Packed in the basket will be carefully-cut wholemeal sandwiches with molasses, carrots and apples.
It might sound like a strange combination, but for her dainty little chestnut Rosie Red, it’s the perfect treat — as long as they’re cut into triangles and not squares.
Adele was the youngest competitor in the dressage section of the Spring Show yesterday. It was her first “real” Show, and the excitement was bubbling at the end of a very long day.
She has done a couple of Shows a few years back in lead rein classes, but this was her first one on her own.
With Rosie Red — or Nosey Rosie as Adele likes to call her because she puts her soft little nose into absolutely everything — Adele did two dressage tests and a rider class.
Today she has a few more flat classes and, even if she does not pick up a ribbon, the Ngatapa School Year 6 student will be happy.
“I love riding, especially cantering up and down hills with my mum.”
Mum is Angela, who found and bought Rosie last December and, with Shirley Hyland, trains Adele and her new pony.
Adele’s previous pony was the rather naughty Lucy. A nasty broken arm after a fall was almost the end for Adele, who has been riding since she was four.
“She just bucked me off too much, so I didn’t want to ride her any more,” says Adele.
Then they found Rosie and had her at the Waingake farm for a trial just days before Christmas.
“It was Christmas Day and Mum told me to go outside to see my present . . . it was Rosie. She was asleep under the feijoa tree in the garden. I was so pleased.
“I love doing dressage tests, but I want to do everything . . . like eventing too,” says Adele.
“It can be quite hard to teach my pony the dressage moves but once she has it, she is good at it.
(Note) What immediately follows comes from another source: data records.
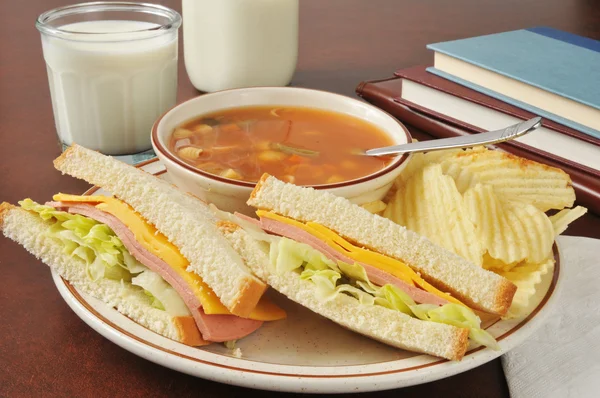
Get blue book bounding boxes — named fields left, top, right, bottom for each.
left=427, top=27, right=600, bottom=138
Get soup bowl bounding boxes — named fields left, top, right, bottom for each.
left=152, top=87, right=412, bottom=215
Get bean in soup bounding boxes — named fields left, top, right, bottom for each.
left=169, top=106, right=394, bottom=185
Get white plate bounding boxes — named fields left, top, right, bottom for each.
left=53, top=160, right=561, bottom=393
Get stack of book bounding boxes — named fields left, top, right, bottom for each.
left=356, top=27, right=600, bottom=215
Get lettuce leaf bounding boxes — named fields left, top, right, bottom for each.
left=19, top=199, right=131, bottom=281
left=270, top=238, right=498, bottom=349
left=19, top=199, right=190, bottom=316
left=131, top=270, right=190, bottom=316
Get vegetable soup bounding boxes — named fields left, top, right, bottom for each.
left=169, top=106, right=394, bottom=185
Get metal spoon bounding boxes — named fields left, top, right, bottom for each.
left=365, top=117, right=542, bottom=156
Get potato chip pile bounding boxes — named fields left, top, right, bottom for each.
left=369, top=147, right=587, bottom=317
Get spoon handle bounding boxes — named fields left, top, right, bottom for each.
left=365, top=117, right=542, bottom=156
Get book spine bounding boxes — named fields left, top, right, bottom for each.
left=427, top=67, right=600, bottom=139
left=356, top=78, right=600, bottom=215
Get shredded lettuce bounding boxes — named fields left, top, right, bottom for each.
left=131, top=270, right=190, bottom=316
left=270, top=238, right=498, bottom=349
left=19, top=199, right=189, bottom=316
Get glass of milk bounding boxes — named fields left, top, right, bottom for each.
left=36, top=2, right=181, bottom=155
left=182, top=0, right=299, bottom=91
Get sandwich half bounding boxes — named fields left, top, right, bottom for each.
left=248, top=174, right=517, bottom=316
left=207, top=175, right=516, bottom=360
left=54, top=144, right=266, bottom=317
left=220, top=220, right=474, bottom=360
left=0, top=147, right=285, bottom=345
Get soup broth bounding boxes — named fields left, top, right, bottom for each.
left=169, top=106, right=394, bottom=185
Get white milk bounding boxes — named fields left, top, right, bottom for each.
left=42, top=20, right=177, bottom=155
left=182, top=0, right=298, bottom=91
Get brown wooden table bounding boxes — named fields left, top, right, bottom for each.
left=0, top=0, right=600, bottom=397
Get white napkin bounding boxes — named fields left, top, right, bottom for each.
left=502, top=236, right=600, bottom=398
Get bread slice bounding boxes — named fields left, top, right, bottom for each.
left=248, top=174, right=517, bottom=315
left=0, top=202, right=205, bottom=346
left=54, top=144, right=266, bottom=317
left=219, top=221, right=469, bottom=360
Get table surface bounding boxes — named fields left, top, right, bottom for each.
left=0, top=0, right=600, bottom=397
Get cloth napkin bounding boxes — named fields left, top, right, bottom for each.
left=502, top=236, right=600, bottom=398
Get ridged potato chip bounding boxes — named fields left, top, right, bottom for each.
left=498, top=258, right=554, bottom=318
left=464, top=184, right=554, bottom=271
left=383, top=164, right=484, bottom=265
left=443, top=150, right=575, bottom=212
left=550, top=206, right=587, bottom=236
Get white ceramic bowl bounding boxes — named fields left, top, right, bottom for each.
left=152, top=87, right=412, bottom=214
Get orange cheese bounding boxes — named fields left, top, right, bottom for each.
left=256, top=210, right=464, bottom=305
left=53, top=194, right=286, bottom=321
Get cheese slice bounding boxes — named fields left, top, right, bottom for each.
left=256, top=210, right=466, bottom=307
left=53, top=193, right=286, bottom=321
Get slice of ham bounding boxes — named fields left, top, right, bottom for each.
left=236, top=213, right=448, bottom=305
left=46, top=202, right=263, bottom=342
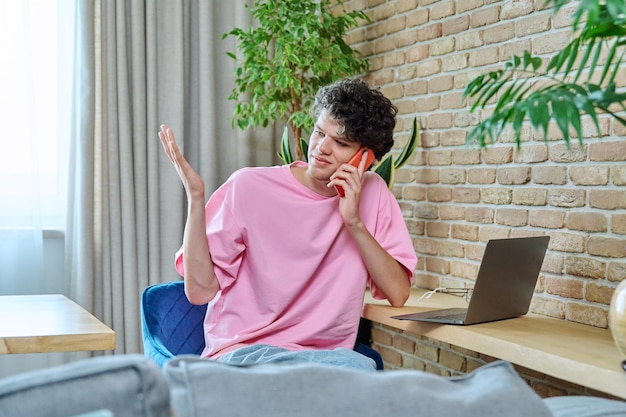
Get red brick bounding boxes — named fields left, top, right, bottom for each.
left=565, top=211, right=607, bottom=232
left=528, top=210, right=565, bottom=229
left=589, top=140, right=626, bottom=161
left=569, top=166, right=609, bottom=185
left=496, top=167, right=530, bottom=185
left=587, top=236, right=626, bottom=258
left=565, top=256, right=606, bottom=279
left=496, top=208, right=528, bottom=226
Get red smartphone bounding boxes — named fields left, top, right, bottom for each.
left=335, top=146, right=375, bottom=197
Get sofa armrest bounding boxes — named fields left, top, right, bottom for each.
left=0, top=355, right=170, bottom=417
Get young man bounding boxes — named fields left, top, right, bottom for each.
left=159, top=80, right=417, bottom=369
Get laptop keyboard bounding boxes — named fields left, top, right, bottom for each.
left=430, top=313, right=465, bottom=321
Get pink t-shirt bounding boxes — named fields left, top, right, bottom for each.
left=176, top=162, right=417, bottom=357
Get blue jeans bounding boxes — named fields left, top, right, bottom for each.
left=217, top=345, right=376, bottom=371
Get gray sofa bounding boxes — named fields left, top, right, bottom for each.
left=0, top=355, right=626, bottom=417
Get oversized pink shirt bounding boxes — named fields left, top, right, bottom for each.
left=176, top=162, right=417, bottom=357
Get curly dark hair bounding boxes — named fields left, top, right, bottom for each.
left=311, top=79, right=398, bottom=160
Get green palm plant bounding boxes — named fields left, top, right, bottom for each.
left=464, top=0, right=626, bottom=148
left=278, top=117, right=418, bottom=189
left=223, top=0, right=370, bottom=159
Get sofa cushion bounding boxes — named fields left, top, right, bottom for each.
left=0, top=355, right=170, bottom=417
left=544, top=395, right=626, bottom=417
left=163, top=356, right=552, bottom=417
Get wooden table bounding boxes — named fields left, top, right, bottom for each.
left=363, top=289, right=626, bottom=399
left=0, top=294, right=115, bottom=354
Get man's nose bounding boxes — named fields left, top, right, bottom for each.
left=317, top=136, right=330, bottom=154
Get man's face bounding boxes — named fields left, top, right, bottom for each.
left=308, top=111, right=360, bottom=182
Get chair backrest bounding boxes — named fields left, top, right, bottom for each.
left=141, top=281, right=207, bottom=366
She’s actually good at everything.”
She is sure Rosie will look after her.
“There is this place we go to ride at Te Puru near home and it is a bit spooky, but I think Rosie would look after me there, unless she was really scared.”
Nerves don’t come into it when these two enter a dressage arena or the show ring — especially when there’s a yummy picnic to be had at the end of the class.